In May, the Brawns allegedly hired surveyor Miles to determine where the property line was located.

Miles “established a boundary line through the center of the garage, even though he could easily have identified the location of the boundary monument (to wit: the edge of railroad ties located several feet northerly of the said garage) by taking a five minute trip to the town office, where it is clearly depicted on photographs which are part of the assessment records,” the complaint said.

The day Gabriel Brawn cut the garage in half, Blake Ritter hired his own surveyor, Charles Hildebrant of Dover-Foxcroft, to determine where the boundary line was. He later determined that it was located where the Ritters had said it was.

But Hildebrant had difficulty completing his work because of interference by the Brawns, according to the complaint. Gabriel Brawn allegedly used his truck to block an area where the surveyor needed to work and allegedly had people block his view of the site.

On July 24, the surveyor saw Gabriel Brawn cut down two trees on the Ritter property with a chainsaw, the complaint said. Both trees allegedly contained ingrown pieces of an old wire fence, which the complaint said was evidence of a boundary line. The trees also were the only things that blocked the view of the Ritters’ backyard from the Brawns’ residence.

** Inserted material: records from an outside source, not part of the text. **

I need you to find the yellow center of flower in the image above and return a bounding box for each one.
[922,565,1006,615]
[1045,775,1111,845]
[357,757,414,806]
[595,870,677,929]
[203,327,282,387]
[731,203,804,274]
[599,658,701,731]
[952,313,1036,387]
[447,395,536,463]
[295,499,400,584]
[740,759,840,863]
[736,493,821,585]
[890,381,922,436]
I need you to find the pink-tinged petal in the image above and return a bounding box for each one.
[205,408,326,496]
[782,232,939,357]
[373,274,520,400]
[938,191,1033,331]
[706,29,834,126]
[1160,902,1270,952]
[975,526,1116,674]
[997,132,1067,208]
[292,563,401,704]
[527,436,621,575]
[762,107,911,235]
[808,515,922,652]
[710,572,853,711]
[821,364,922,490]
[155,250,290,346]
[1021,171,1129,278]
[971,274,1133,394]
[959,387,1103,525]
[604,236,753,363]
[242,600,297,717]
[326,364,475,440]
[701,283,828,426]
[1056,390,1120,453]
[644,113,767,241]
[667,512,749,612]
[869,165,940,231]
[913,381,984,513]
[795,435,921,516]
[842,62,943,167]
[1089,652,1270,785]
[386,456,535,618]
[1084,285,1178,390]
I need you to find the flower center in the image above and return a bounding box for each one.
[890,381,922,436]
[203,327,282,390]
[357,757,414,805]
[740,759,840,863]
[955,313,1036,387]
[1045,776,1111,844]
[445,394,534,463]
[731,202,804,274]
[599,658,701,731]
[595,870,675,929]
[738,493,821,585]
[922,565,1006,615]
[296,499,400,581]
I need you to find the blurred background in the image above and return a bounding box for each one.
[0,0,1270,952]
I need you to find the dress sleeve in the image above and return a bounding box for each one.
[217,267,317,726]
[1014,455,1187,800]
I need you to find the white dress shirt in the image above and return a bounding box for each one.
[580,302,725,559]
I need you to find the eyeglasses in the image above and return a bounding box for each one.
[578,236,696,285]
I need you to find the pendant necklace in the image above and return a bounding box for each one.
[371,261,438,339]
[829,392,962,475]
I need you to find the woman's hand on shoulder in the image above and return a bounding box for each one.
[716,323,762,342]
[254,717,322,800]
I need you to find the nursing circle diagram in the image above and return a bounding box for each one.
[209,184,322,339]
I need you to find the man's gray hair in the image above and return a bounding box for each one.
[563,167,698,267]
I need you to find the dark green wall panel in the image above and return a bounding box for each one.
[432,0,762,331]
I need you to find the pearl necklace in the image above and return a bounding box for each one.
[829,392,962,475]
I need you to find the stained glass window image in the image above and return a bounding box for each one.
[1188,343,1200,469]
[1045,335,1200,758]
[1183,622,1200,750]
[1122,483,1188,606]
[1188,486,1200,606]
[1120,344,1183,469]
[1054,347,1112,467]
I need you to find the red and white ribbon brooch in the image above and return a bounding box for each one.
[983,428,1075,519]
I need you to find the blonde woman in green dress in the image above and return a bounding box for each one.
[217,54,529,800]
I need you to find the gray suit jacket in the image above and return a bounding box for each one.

The case is expected to slowly make its way through Piscataquis County Superior Court in Dover-Foxcroft. The court system has prioritized criminal cases and put most civil matters on hold due to the pandemic.

Bernard Kubetz, the Bangor attorney who represents Wlodkowski and the owners of the television stations, has filed a motion to dismiss his clients from the lawsuit. The attorney argued that the reporter believed he had permission to be on property owned by Gabriel Brawn. 

“My clients are not responsible for any harm to the Ritters,” Kubetz, who also represents the Bangor Daily News in legal matters, said Tuesday. “They did not saw the garage in two. Also, there was media coverage of the incident before Mr. Wlodkowski’s broadcast.”

The BDN published a story on the incident on July 18. 

Surveyor Miles’ attorney, Brendan O’Rourke of Portland, did not immediately return a request for comment.

Although the Dover-Foxcroft police were aware of the boundary dispute, no charges have been filed over the garage incident.

BDN writer Ernie Clark contributed to this report.